Mais, presque convaincu que sa démarche n’aboutirait point, il ne se pressa pas de la faire. Jugeant, du reste, qu’il pourrait la confier en toute sûreté au général J. Boyé, dont les sentimens élevés et l’esprit de justice lui étaient connus depuis si longtemps, il attendit que ce général eût séjourné quelques mois à Haïti pour le charger de cette mission importante. Le 5 mai suivant, Boyer lui donna ses pleins pouvoirs et ses instructions, à l’effet de proposer au gouvernement français « la conclusion d’un traité de commerce entre la France et Haïti, qui devrait avoir pour base la reconnaissance de l’indépendance nationale. »

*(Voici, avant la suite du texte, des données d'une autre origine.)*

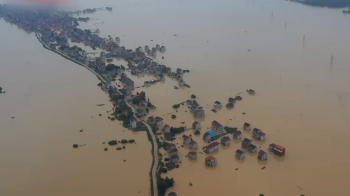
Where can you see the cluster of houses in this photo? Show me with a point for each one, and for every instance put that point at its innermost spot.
(198, 112)
(174, 156)
(56, 28)
(147, 65)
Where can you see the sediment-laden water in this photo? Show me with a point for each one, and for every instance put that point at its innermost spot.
(302, 100)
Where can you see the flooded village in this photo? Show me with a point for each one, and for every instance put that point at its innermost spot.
(231, 129)
(54, 29)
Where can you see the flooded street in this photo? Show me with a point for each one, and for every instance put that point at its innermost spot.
(302, 101)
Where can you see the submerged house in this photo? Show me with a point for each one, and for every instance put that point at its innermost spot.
(166, 128)
(192, 155)
(252, 148)
(196, 125)
(211, 147)
(133, 122)
(217, 126)
(258, 134)
(277, 149)
(159, 121)
(230, 105)
(174, 159)
(231, 100)
(147, 83)
(225, 141)
(171, 148)
(193, 145)
(262, 155)
(209, 135)
(240, 154)
(237, 135)
(170, 165)
(217, 104)
(246, 143)
(247, 126)
(210, 161)
(199, 113)
(169, 136)
(251, 91)
(186, 139)
(151, 120)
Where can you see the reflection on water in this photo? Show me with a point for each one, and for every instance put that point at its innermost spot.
(228, 46)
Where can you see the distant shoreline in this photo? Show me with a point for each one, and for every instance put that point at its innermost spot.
(325, 3)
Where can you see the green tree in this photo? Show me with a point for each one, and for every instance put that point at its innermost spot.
(164, 184)
(231, 129)
(164, 170)
(131, 141)
(113, 142)
(136, 100)
(142, 96)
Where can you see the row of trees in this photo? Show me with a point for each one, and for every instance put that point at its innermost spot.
(164, 184)
(124, 141)
(231, 129)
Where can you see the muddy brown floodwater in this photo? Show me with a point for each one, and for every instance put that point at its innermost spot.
(302, 101)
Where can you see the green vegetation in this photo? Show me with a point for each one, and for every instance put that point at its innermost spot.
(176, 106)
(325, 3)
(230, 129)
(125, 119)
(149, 104)
(136, 100)
(113, 142)
(109, 67)
(164, 184)
(177, 130)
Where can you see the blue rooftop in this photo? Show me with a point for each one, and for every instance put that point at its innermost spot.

Il n’était pas question d’indemnité, cette fois, 1o parce que, lors de la mission de MM. de Fontanges et Esmangart, en 1816, ces commissaires avaient écarté cette offre faite par Pétion, pour proposer eux-mêmes une sorte de « souveraineté constitutionnelle » en faveur de la France ; 2o parce que, depuis la mission secrète de M. A. Dupetit-Thouars, en 1821, où Boyer avait proposé l’indemnité de nouveau, le gouvernement français semblait ne pas en agréer l’idée, puisqu’il avait gardé le silence à ce sujet.

  1. Cet agent partit du Port-au-Prince, le 8 février. Le ministre français l’avait chargé de dire à Boyer que, Placide Louverture ayant voulu aller à Haïti, il s’y était opposé, dans la pensée que le Président ne verrait pas avec plaisir que l’un des fils de Toussaint Louverture y retournât ; et, dans son rapport au ministre, M, Liot lui fit savoir que Boyer serait non-seulement satisfait du retour de ce jeune homme dans sa patrie, mais qu’il avait chargé Mme. Isaac Louverture de dire à son mari, que s’il voulait aussi y revenir, il l’accueillerait. On ne saurait trop louer ces dispositions bienveillantes de la part du Président ; les fils de Toussaint Louverture n’en profitèrent point, probablement par ce veto du ministre français.